ADI cares for a complex population.
“Some are mobile but have severe medical complications. Others might have severe intellectual and physical disabilities, or all three,” says Fishheimer. “In addition, many are visually and/or hearing impaired.”
So far, there are only a few adapted dolls. Fishheimer says that she and Gutman are thinking about how to expand the inventory and maybe, in the future, turn this project into something larger.
For now, she says, “We strive to give our children the best of everything. And if it doesn’t exist, we create it.” ❖
Play is essential to development
“Play is the child’s ‘work.’ This is what children need to practice – skills that enable them to develop, understand the world, and make sense of their future,” says Dr. Maurit Beeri, director general of the 120-bed ALYN Hospital Pediatric & Adolescent Rehabilitation Center in Jerusalem. More than 300 children, mostly outpatients, go there every day for treatment related to injury, illness, or congenital conditions.
“If kids don’t have toys they can play with because of physical or mental limitations, that harms their development,” Beeri says.
Customized playthings are among the products innovated at ALYN’s PELE Center, directed by occupational therapist Hilla Boral.

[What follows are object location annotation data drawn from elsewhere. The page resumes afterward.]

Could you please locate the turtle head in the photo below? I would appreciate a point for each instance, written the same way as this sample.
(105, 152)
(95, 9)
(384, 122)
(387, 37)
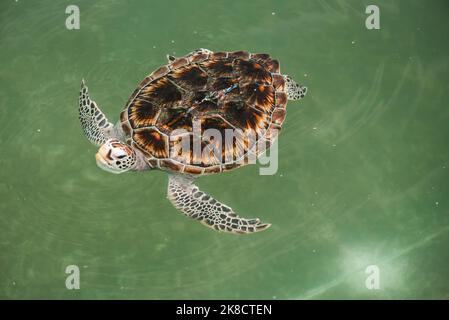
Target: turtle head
(115, 156)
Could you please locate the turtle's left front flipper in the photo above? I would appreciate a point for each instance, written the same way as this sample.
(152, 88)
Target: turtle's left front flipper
(95, 125)
(191, 201)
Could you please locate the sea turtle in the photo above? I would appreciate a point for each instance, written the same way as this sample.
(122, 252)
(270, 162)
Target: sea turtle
(221, 91)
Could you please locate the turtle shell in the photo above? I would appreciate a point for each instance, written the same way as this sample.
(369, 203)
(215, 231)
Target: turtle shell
(176, 112)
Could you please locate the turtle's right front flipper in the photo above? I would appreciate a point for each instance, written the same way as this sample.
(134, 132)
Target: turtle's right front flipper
(95, 125)
(191, 201)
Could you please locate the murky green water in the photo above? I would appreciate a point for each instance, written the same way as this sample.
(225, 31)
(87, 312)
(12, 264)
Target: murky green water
(363, 173)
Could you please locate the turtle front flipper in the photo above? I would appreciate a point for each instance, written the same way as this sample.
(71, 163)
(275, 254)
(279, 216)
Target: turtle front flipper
(192, 202)
(294, 91)
(95, 125)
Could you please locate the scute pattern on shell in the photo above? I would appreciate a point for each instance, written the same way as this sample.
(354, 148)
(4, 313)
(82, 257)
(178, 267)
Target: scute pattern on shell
(222, 90)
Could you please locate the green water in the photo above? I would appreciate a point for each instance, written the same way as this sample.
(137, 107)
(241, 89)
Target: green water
(363, 174)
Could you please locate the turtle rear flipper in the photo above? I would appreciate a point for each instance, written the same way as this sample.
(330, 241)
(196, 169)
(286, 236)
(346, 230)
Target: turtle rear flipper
(95, 125)
(294, 90)
(192, 202)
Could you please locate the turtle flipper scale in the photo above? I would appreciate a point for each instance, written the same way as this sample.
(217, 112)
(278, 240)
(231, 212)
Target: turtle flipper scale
(294, 90)
(95, 125)
(194, 203)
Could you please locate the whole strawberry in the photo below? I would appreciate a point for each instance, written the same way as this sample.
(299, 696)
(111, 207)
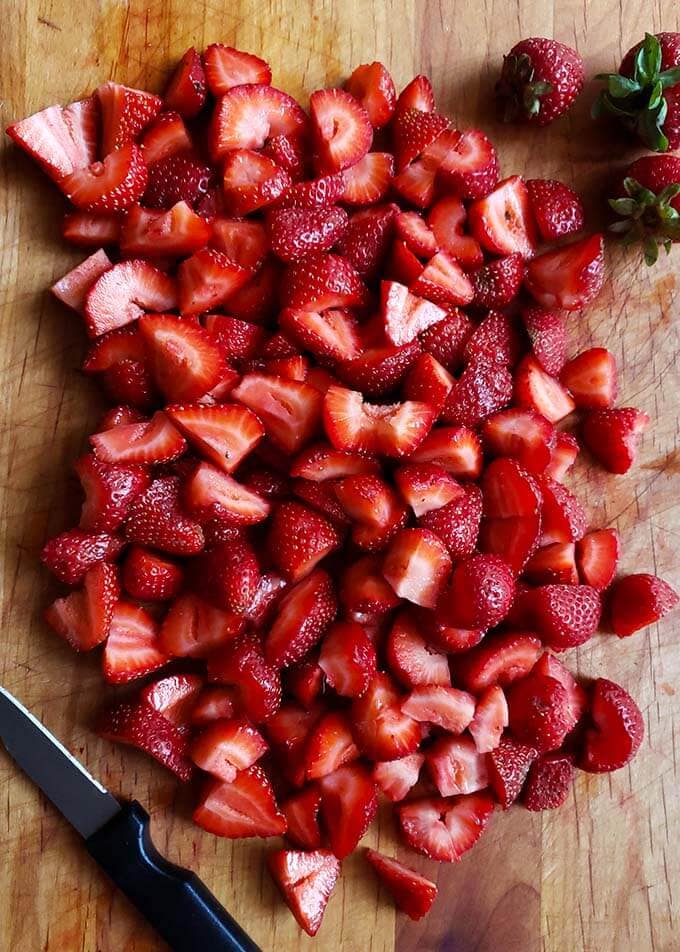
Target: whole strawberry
(539, 81)
(645, 93)
(649, 204)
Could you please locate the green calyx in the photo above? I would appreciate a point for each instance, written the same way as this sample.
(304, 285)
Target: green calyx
(647, 218)
(638, 101)
(518, 92)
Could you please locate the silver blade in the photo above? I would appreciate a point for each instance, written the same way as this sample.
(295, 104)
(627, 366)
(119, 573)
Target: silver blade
(83, 801)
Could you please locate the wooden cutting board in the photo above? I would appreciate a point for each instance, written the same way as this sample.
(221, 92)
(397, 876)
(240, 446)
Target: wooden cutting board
(603, 873)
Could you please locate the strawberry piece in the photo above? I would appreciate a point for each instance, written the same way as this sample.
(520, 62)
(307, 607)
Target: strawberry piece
(444, 706)
(612, 436)
(289, 410)
(186, 90)
(83, 618)
(226, 747)
(569, 277)
(445, 829)
(479, 594)
(298, 539)
(348, 806)
(550, 779)
(150, 577)
(72, 553)
(247, 115)
(539, 711)
(412, 893)
(341, 129)
(457, 523)
(109, 490)
(499, 659)
(548, 336)
(522, 434)
(556, 208)
(416, 565)
(381, 730)
(302, 817)
(396, 777)
(597, 556)
(508, 767)
(132, 649)
(226, 67)
(566, 615)
(141, 726)
(124, 292)
(243, 665)
(306, 881)
(245, 807)
(348, 659)
(617, 729)
(636, 601)
(303, 615)
(411, 658)
(591, 379)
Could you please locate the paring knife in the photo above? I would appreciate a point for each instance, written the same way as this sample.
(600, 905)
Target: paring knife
(179, 906)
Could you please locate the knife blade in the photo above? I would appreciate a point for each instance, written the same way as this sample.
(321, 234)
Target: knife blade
(175, 901)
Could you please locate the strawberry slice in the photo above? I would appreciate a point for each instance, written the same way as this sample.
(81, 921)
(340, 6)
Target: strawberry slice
(348, 806)
(245, 807)
(617, 729)
(412, 893)
(445, 829)
(341, 129)
(306, 881)
(569, 277)
(396, 777)
(226, 747)
(132, 649)
(597, 556)
(142, 726)
(417, 565)
(124, 292)
(72, 288)
(247, 115)
(612, 436)
(186, 90)
(226, 67)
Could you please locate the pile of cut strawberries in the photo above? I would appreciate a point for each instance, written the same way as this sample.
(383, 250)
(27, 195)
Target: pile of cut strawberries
(330, 489)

Some of these include a soap bubble blower for children who otherwise can’t blow bubbles; a foldable device for bowling; adaptive floor puzzles; a rotating marker holder for children with one functional hand; and a ball-pushing mechanism. “At each age and stage, children need toys that will be interesting, that will make sense to them and foster a sense of achievement and success,” says Beeri.
“If a child with mobility issues wants to play ball, you need to put the ball at the end of a rubber string so the child can retrieve it.”
ALYN also adapts dolls for children with medical accessories. One such doll can be activated with a switch to walk with a walker. Beeri says this is a practice device that helps children see how to do it themselves. The doll can also be enjoyed without the walker. “From the start, we make toys adaptable so that one child can play with the adaptability aspect, and others can use it without those ‘training wheels,’” she says.
“Kids with disabilities don’t want to have toys that don’t connect them to other children. This is where we come to the idea of inclusive design.”
As kids get older, she adds, they need to feel part of a social circle.
“They want to do exactly what the other children do. You need to adapt existing toys or connect them to universal systems they can use. For example, we worked with big companies, such as Microsoft, to develop adapted controllers for virtual reality games because children without finger dexterity can’t use intricate consoles. Now we have a system that breaks down all those controls to separate switches they can press with their foot or chin or other parts of the body. The child can then play on the same level as others; it makes children equal in cyberspace.”
ALYN has also adapted musical instruments so that children with limited dexterity can play guitar, drums, and harp together with typically developing children.